Researchers from Mount Sinai School of Medicine have discovered a major mechanism underlying the development of tolerance to chronic morphine treatment. The discovery may help researchers find new therapies to treat chronic pain, and reduce tolerance and side effects associated with morphine use. The findings are published in the July 20th issue of Science Signaling.
Overcoming tolerance to morphine after chronic administration has been a persistent problem in treating patients with severe pain, including those with cancer and neuropathy and recovering from major surgeries. After a week of morphine use, its effectiveness decreases as patients build tolerance, and patients also experience negative side effects like addiction and constipation. Researchers at Mount Sinai have identified changes in the brain and spinal cord that occur during the development of morphine tolerance, providing a therapeutic target for preventing it and allowing for the identification of new therapies to treat pain with fewer side effects.

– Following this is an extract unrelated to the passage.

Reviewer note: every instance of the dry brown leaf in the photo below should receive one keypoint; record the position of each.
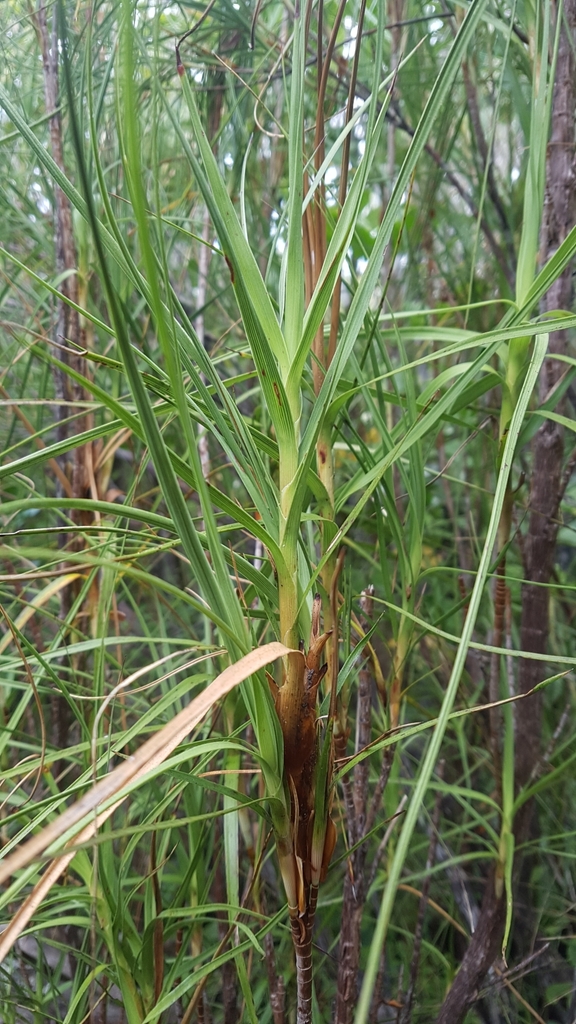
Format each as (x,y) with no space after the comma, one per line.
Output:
(151,754)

Led by Lakshmi Devi, PhD, Professor of Pharmacology and Systems Therapeutics at Mount Sinai School of Medicine, the research team studied changes in the abundance and signaling properties of a protein complex containing two different types of opioid receptors in the brains of mice. The protein complex, called a heterodimer, is made up of the mu receptor and one other opioid receptor called the delta receptor. After using a clever strategy to develop selective antibodies for the detection of the heterodimer in vivo, they found that this protein complex excessively accumulates in areas of the brain that process pain. Previous studies from Dr. Devi's lab have shown that signaling through this complex is associated with a reduced responsiveness to morphine over five days of treatment. Therefore, it is likely that the accumulation of this complex in pain-processing brain regions may be the cause of the development of morphine tolerance.
"We found that the brain selectively responds to chronic morphine by increasing heteromer abundance, blocking individual receptors from signaling the analgesic response to morphine," said Dr. Devi. "Now that we have identified a signaling complex associated with morphine tolerance, we can develop a drug that will block the delta receptor within this complex, allowing the mu receptor to signal for pain reduction." Dr. Devi's team will also work to find a drug that binds to the mu-delta receptor complex so that they can study how this receptor complex presents itself in other diseases as well.
"This finding may apply to more than just opiates," continued Dr. Devi. "We look forward to studying the behavior of similar receptor complexes in diseases like obesity, alcohol-induced liver fibrosis, and neuropathic pain itself."